Why You Should Buy the Dip

Stocks fell this morning after opening moderately higher. The Dow, S&P, and Nasdaq Composite all tumbled shortly before noon as nearly every sector got hit by a wave of midday selling. Energy and financials – two of the better performing sectors over the last week – were dragged lower, causing the Dow to plunge over 1%. Tech, meanwhile, traded for a slight loss.

What also fell today were Treasury yields. The 10-year Treasury yield dropped to 1.52%, which may have helped lagging tech shares stay afloat. Several Big Tech names plunged, but overall, the tech sector fared far better than the rest of the market. Semiconductor stocks like Nvidia (NASDAQ: NVDA) and Advanced Micro Devices (NASDAQ: AMD) traded higher.

Today’s losses don’t come as much of a surprise, though. September has historically been a rough month for bulls.
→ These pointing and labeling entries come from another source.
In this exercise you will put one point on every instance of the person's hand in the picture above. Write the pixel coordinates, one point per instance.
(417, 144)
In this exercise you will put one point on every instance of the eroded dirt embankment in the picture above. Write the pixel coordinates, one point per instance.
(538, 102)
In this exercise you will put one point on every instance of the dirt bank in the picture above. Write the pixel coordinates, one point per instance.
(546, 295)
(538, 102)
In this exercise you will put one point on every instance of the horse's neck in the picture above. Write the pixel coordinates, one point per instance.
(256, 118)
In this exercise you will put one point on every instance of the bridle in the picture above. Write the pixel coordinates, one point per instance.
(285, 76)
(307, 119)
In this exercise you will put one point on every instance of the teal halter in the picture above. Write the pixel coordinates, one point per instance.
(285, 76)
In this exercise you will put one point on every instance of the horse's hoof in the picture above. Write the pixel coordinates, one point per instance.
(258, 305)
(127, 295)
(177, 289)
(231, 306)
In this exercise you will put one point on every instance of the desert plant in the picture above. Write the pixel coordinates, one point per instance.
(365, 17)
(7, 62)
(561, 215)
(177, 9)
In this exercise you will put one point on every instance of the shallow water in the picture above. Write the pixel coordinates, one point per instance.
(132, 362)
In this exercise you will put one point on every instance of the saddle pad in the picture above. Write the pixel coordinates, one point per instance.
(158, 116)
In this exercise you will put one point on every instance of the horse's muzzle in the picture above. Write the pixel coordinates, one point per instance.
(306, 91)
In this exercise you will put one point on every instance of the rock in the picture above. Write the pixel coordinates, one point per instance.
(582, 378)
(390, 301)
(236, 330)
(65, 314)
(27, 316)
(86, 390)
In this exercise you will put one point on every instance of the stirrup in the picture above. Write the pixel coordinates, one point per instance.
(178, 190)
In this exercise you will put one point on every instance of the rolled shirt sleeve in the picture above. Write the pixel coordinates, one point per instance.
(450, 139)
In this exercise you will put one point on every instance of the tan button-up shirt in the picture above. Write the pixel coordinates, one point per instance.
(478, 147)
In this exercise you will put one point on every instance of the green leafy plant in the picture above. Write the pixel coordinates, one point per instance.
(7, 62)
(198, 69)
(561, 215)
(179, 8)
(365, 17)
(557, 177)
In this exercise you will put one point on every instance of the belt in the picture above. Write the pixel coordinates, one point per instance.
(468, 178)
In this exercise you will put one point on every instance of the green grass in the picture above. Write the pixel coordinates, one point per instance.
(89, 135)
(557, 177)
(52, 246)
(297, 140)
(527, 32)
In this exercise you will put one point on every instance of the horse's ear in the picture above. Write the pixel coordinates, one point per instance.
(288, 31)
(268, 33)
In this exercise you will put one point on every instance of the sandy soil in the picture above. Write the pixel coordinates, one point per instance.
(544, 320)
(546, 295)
This year, that certainly seemed to be the case.

“September lived up to its reputation and dented stock portfolio returns, but not too badly,” explained Ed Yardeni, founder of Yardeni Research.

“There has been a lot of concern that higher wages, higher energy prices, and higher transportation costs will weigh on earnings for the remainder of this year and into 2022. It’s certainly something we’ll be tracking. But so far, analysts remain relatively sanguine.”
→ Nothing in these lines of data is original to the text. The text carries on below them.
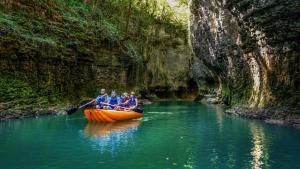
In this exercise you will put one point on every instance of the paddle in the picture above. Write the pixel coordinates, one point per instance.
(137, 110)
(75, 109)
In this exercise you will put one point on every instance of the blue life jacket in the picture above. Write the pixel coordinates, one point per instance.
(133, 101)
(100, 99)
(123, 100)
(114, 100)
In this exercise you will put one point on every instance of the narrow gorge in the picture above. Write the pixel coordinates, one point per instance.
(248, 52)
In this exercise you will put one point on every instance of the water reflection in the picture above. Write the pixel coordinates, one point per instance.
(259, 151)
(104, 130)
(111, 137)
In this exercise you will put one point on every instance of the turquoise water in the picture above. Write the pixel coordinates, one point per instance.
(171, 135)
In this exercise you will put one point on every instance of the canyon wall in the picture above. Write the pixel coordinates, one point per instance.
(251, 49)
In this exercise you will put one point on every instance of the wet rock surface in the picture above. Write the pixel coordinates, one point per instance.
(251, 51)
(272, 116)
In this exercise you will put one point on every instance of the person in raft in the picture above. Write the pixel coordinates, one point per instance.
(133, 102)
(100, 100)
(124, 101)
(113, 101)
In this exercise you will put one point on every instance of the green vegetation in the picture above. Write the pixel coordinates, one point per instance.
(54, 32)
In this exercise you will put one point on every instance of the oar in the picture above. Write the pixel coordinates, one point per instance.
(135, 110)
(75, 109)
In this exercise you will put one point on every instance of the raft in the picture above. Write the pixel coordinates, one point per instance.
(99, 115)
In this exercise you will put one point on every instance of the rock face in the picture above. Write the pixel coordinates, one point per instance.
(251, 49)
(59, 51)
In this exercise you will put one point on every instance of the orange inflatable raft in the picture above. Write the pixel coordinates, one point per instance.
(99, 115)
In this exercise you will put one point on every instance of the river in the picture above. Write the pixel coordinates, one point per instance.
(171, 135)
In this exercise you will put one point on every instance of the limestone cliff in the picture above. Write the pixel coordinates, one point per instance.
(251, 48)
(73, 51)
(54, 51)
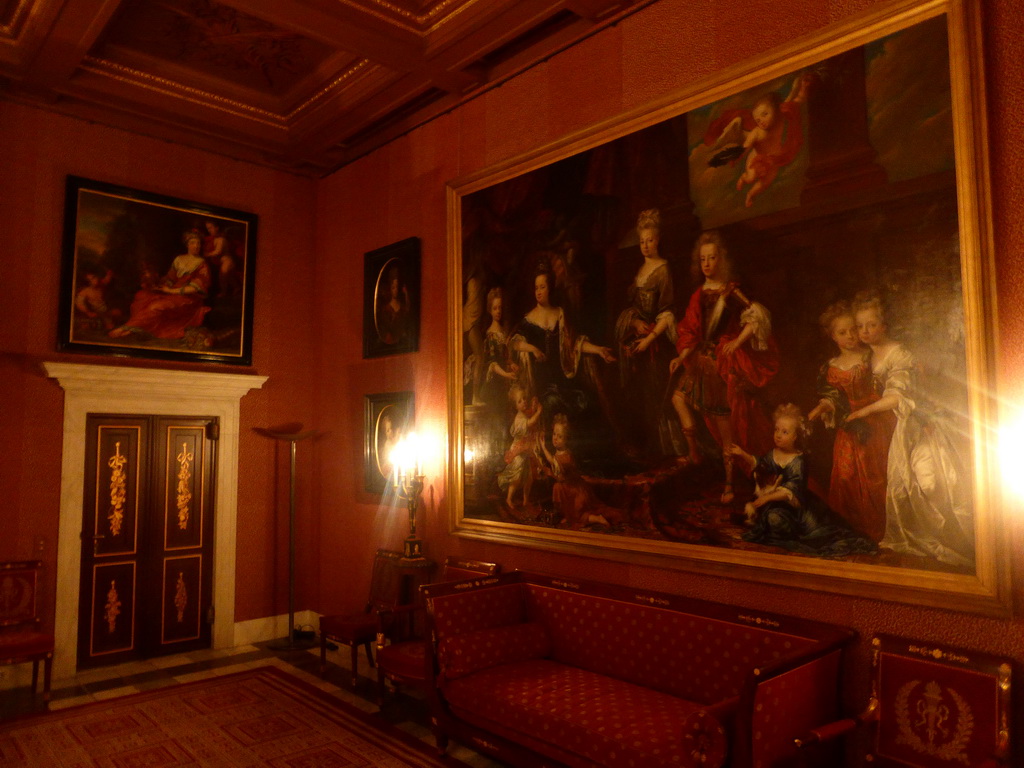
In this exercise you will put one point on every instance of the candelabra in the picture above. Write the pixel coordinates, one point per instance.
(409, 486)
(291, 642)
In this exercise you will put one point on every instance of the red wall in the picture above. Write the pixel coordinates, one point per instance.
(400, 189)
(40, 150)
(308, 306)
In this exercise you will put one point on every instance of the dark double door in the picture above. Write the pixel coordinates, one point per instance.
(146, 538)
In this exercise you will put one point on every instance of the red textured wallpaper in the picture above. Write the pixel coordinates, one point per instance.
(652, 52)
(41, 150)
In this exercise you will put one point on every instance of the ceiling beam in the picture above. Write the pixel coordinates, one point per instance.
(75, 31)
(342, 27)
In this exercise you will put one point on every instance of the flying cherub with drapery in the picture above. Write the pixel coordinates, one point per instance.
(769, 133)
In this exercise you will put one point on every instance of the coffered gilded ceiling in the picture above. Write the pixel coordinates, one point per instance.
(302, 85)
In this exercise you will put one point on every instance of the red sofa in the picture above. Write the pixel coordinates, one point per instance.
(540, 671)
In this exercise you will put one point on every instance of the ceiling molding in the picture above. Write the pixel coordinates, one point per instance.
(304, 86)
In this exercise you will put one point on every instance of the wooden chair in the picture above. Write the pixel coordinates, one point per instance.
(20, 637)
(354, 630)
(402, 658)
(931, 706)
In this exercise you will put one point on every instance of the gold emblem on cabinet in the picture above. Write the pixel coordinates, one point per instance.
(933, 721)
(183, 494)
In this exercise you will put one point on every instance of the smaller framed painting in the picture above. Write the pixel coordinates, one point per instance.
(388, 417)
(148, 275)
(391, 299)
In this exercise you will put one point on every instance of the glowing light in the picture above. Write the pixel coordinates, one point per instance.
(407, 458)
(1012, 454)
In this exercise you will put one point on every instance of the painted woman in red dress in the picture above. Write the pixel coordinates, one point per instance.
(860, 454)
(176, 303)
(727, 349)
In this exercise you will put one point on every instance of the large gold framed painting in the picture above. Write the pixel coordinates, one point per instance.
(748, 329)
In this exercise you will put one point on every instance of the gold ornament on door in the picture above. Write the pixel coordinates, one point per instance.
(184, 495)
(180, 597)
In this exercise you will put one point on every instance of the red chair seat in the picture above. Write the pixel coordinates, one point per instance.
(20, 639)
(353, 628)
(403, 662)
(24, 643)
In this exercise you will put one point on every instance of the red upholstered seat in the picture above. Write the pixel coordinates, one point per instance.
(358, 629)
(592, 719)
(20, 637)
(24, 642)
(403, 662)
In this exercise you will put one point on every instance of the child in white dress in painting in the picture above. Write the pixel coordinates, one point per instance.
(928, 489)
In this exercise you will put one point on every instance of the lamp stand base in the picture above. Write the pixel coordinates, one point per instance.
(412, 549)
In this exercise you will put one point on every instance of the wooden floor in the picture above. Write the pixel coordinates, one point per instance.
(404, 710)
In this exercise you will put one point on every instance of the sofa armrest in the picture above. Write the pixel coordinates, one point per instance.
(706, 738)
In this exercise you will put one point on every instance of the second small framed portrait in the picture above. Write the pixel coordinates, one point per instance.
(388, 418)
(391, 299)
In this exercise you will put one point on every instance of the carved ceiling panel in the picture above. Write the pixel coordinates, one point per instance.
(301, 85)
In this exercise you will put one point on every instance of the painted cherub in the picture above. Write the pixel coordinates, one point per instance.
(90, 301)
(770, 134)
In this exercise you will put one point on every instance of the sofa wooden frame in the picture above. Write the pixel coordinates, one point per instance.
(827, 639)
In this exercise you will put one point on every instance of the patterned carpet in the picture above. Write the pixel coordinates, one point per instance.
(254, 719)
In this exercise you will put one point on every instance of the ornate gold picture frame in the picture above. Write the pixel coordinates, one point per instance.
(749, 328)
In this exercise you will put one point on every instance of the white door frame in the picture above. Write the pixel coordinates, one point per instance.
(105, 389)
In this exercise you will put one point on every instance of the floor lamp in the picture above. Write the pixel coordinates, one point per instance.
(290, 642)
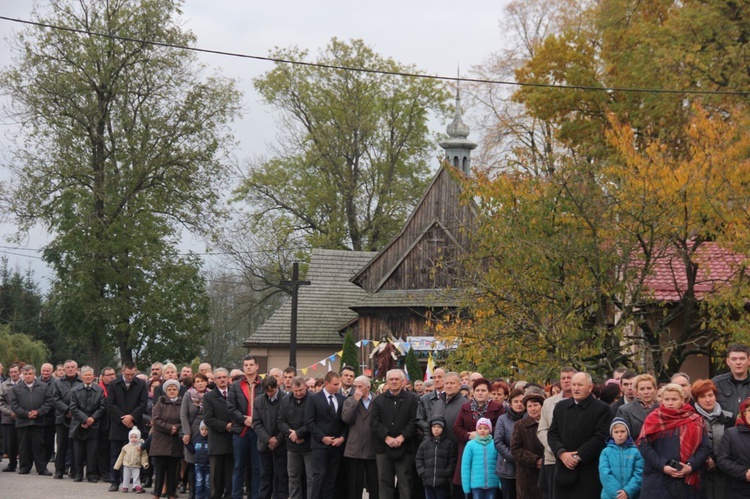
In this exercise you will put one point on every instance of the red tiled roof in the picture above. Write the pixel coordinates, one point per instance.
(716, 265)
It’s also something we’ve been warning of for months; that rising producer costs would eventually hurt sentiment. It all started back in early August when Clorox (NYSE: CLX) reported disastrous earnings due to rising manufacturing and logistics costs. The company went so far as to reduce its 2022 revenue projections.

Other corporations are likely to provide similar reports in the coming weeks. But will it be enough to end the bull market?
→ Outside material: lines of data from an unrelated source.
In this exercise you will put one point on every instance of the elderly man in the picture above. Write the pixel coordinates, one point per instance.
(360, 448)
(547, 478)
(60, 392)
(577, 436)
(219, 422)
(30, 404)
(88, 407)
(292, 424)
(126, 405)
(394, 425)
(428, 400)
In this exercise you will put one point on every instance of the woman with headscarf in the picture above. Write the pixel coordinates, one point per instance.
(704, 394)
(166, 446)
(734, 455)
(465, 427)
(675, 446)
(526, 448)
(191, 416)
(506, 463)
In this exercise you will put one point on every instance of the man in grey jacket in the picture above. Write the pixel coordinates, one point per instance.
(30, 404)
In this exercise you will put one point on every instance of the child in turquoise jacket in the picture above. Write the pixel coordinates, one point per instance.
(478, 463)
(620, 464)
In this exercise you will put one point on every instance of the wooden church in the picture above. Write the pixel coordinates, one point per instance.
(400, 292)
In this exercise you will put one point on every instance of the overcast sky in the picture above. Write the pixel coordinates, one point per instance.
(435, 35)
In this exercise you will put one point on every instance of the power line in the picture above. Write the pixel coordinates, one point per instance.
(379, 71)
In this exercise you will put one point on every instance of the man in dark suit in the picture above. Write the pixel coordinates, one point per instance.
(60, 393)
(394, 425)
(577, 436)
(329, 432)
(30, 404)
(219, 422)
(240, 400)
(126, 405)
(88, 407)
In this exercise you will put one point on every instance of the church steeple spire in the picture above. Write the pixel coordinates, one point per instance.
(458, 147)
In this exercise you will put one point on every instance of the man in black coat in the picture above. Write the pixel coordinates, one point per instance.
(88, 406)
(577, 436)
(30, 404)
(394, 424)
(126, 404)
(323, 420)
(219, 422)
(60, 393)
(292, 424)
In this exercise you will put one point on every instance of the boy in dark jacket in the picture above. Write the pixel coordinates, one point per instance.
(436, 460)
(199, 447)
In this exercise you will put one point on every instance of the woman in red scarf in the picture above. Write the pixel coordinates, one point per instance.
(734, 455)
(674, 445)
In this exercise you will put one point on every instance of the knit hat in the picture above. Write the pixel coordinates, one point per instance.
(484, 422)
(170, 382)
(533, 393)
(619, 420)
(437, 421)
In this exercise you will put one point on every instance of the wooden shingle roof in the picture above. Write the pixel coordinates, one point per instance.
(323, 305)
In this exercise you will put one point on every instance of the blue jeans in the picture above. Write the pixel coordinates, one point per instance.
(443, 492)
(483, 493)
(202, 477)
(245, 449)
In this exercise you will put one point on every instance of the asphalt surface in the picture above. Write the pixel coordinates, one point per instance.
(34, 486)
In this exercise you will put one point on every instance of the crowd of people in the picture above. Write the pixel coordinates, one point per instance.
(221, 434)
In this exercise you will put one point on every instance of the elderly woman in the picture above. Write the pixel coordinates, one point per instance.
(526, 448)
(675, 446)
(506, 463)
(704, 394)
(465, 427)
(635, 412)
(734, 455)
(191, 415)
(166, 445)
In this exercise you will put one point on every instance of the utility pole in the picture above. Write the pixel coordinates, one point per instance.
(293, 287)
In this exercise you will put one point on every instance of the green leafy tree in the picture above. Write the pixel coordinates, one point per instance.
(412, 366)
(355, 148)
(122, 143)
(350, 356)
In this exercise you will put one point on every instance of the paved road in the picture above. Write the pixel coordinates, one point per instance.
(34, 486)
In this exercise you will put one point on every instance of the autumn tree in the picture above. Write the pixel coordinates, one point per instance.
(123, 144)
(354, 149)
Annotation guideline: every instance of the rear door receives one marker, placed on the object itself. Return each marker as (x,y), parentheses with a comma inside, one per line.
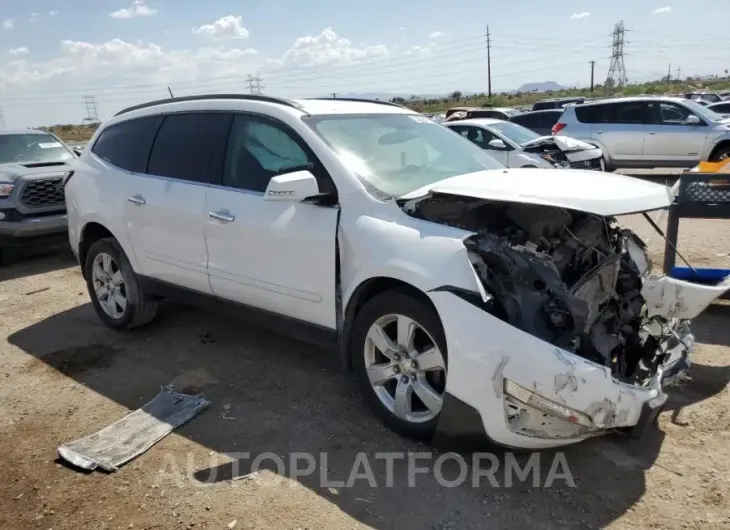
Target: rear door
(165,210)
(620,128)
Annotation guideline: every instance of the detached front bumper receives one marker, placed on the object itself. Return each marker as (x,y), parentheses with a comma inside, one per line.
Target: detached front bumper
(520,392)
(16,227)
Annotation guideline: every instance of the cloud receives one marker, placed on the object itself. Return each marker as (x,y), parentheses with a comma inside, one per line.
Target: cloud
(328,48)
(228,27)
(117,63)
(137,9)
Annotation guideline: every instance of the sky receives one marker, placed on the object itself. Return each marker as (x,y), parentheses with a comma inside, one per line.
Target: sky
(124,52)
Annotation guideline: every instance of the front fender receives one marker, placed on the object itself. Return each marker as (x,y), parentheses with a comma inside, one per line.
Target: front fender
(422,254)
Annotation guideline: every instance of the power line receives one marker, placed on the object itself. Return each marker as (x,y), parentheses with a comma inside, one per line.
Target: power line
(593,69)
(616,77)
(489,62)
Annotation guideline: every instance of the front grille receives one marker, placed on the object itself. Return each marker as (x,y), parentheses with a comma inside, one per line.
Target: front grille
(41,193)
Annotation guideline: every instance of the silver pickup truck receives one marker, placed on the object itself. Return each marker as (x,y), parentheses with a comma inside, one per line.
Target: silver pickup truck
(32,204)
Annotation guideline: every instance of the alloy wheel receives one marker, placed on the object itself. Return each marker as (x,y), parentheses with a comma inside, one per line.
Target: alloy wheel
(406,368)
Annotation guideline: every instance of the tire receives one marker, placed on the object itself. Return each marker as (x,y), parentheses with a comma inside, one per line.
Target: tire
(417,376)
(720,154)
(139,309)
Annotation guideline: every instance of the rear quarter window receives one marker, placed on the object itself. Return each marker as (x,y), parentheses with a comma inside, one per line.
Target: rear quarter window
(127,144)
(594,113)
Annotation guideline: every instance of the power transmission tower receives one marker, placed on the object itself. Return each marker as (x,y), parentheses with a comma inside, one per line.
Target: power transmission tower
(489,63)
(593,70)
(254,84)
(91,112)
(616,77)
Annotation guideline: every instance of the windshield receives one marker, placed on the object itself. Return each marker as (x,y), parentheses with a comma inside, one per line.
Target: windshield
(516,133)
(702,111)
(399,153)
(33,147)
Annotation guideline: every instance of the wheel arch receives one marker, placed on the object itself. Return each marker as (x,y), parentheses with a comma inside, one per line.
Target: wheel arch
(365,291)
(722,144)
(90,233)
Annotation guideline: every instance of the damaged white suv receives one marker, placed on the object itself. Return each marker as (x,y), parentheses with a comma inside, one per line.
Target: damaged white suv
(468,299)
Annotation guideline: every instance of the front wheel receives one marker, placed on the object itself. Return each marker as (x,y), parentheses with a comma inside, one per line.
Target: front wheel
(398,350)
(115,293)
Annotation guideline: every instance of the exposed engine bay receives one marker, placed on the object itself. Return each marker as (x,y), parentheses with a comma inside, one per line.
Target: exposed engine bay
(570,278)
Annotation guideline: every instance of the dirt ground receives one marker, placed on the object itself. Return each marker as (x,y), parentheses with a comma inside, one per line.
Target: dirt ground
(63,376)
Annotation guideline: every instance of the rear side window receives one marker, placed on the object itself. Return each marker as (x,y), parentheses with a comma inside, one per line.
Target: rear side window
(543,105)
(127,145)
(595,113)
(548,119)
(191,146)
(527,120)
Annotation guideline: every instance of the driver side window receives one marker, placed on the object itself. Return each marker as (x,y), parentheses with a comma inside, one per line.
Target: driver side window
(258,150)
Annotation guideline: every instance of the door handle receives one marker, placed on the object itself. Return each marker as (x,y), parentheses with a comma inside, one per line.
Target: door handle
(222,216)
Many analysts believe it won’t, and even better, that the worst is now behind us.

“We haven’t had even a 5% pullback since October of last year. It’s going to be a year. This feels a lot worse than it actually is because we haven’t had much volatility since last October, last September,” said Paul Schatz, President of Heritage Capital President.

“But remember, all the reasons why we’re going down — nothing is new. You’ve got the debt ceiling and the government shutdown and Evergrande and inflation. All known things. None of these are going to befall the bull market or cause a recession.”

Schatz continued:

“There’s always some kind of short-term thing the market focuses on to get a pullback going. We’ve got it. I think it’s one you buy with both hands in the next week or so, and I think we’re going strongly to new highs in Q4.”

Every monthly dip over the last year has been filled and then some. Traders who bought these dips were rewarded handsomely time and time again.

Will October provide a repeat performance?

Probably. Let’s not forget that the Fed isn’t tapering just yet. All of the lingering market fears have yet to truly “come to a head.”

And until they do, dip-buying remains a sound strategy, especially with stocks back near their September lows.